By now most folks have heard of unmanned aerial vehicle (UAV) technology, commonly called “drones”, and their military use in hunting down Middle East terrorists and tracking cross-border drug smugglers. More recently, Amazon, Netflix and other mail order companies began exploring use of drones, as I noted in a December, 2013 blog post. Today I stumbled across some YouTube videos showing how UAV’s are being used by real estate agents to showcase homes for sale. I predict this novel use will become the norm, especially with larger homes and properties. The drone views are awesome and unique.
Why do I give a rip about drones and real estate? Two words; situational awareness. The view from a drone, either streamed video or photographs, can give incident commanders an invaluable 4D perspective of the fireground. I found one guy in Detroit who has a YouTube channel with a bunch of fireground videos shot from his drone. It looks like he has a relationship with the Detroit Fire Department, and in this unique perspective of a hazmat incident some of the firefighters even wave at the drone as it flies by. In another video of a vacant building fire you can clearly see the ineffectiveness of unmanned ladder pipe master streams. The company officers and commanders could have used this view to adjust their aim.
Do I think fire departments will embrace UAV technology anytime soon? Nope. Why not? Simple – manpower and money. Drones are not “fire and forget” technology. They need a pilot. Fire departments struggle with keeping three person crews and fire stations open. The luxury of having a firefighter standing around piloting a UAV at an incident is something most departments simply cannot afford. Second,
they are not cheap. Wait, strike that. Actually, there are versions that are very cheap. However, I’m guessing the future drones designed for the fire service will be pretty pricey, especially the ones with infrared (FLIR) technology. Given the long term realities of manpower and budget cuts, most departments will continue to spend money on the basics, and UAV’s are certainly not yet considered a basic tool.
But wait, help is coming. Today, companies offer drone services for a myriad of different situations, security, search and rescue, real estate sales, cinematography, land surveying and crop monitoring. Last week Gerald Baron blogged about the use of drones for emergency response, and included a link to a great presentation by a couple of guys talking about the use of vetted volunteers to operate drones during emergencies. Kind of like the ARES/RACES radio guys, only I like the acronym- DEVO’s (Drone Emergency Volunteer Operators).

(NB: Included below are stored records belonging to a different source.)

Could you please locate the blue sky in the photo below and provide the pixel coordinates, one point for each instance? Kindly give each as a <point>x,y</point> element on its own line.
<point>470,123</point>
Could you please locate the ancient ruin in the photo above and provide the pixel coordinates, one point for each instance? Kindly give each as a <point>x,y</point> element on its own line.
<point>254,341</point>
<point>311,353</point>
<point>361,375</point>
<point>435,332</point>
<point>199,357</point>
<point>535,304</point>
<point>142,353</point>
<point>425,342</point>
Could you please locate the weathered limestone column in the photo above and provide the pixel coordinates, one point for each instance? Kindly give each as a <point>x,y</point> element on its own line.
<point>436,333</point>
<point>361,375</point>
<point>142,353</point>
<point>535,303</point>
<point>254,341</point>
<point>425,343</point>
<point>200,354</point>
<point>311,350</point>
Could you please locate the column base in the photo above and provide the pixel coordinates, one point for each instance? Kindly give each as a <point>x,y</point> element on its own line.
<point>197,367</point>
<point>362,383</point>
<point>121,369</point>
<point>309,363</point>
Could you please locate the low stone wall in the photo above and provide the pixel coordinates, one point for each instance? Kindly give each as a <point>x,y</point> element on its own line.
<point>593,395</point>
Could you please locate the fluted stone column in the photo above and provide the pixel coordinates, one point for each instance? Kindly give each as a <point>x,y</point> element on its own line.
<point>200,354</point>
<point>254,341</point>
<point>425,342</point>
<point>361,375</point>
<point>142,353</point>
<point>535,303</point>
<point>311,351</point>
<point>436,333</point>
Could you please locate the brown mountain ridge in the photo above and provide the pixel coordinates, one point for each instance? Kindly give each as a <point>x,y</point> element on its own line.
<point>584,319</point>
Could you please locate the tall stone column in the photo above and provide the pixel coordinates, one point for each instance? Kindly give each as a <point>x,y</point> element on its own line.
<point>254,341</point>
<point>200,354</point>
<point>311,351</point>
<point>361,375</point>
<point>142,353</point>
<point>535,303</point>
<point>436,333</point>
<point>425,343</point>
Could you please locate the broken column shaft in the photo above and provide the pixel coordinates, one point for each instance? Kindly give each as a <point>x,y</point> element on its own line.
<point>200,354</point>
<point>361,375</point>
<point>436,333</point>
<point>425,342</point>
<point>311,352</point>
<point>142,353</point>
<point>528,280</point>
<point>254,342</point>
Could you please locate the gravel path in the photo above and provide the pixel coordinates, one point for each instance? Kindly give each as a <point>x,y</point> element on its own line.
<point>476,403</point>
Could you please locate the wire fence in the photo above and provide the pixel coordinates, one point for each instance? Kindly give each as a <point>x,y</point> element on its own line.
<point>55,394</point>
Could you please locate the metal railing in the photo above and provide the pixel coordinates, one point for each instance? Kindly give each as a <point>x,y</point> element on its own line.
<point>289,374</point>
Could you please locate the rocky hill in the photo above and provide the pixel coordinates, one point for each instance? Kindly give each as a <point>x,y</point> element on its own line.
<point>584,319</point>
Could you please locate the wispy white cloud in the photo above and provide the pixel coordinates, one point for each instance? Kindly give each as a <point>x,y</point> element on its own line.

It behooves emergency managers and chiefs to find out now if drone video services and/or amateur drone operators (like Gerald) are locally available for hire, or willing to volunteer their time and equipment during emergencies. Trust me, in the future these guys are going to show up anyway, buzzing their camera gnats around the incident scene and later uploading the video on YouTube. It would be a shame to not have this resource immediately available for our responders as the event unfolds.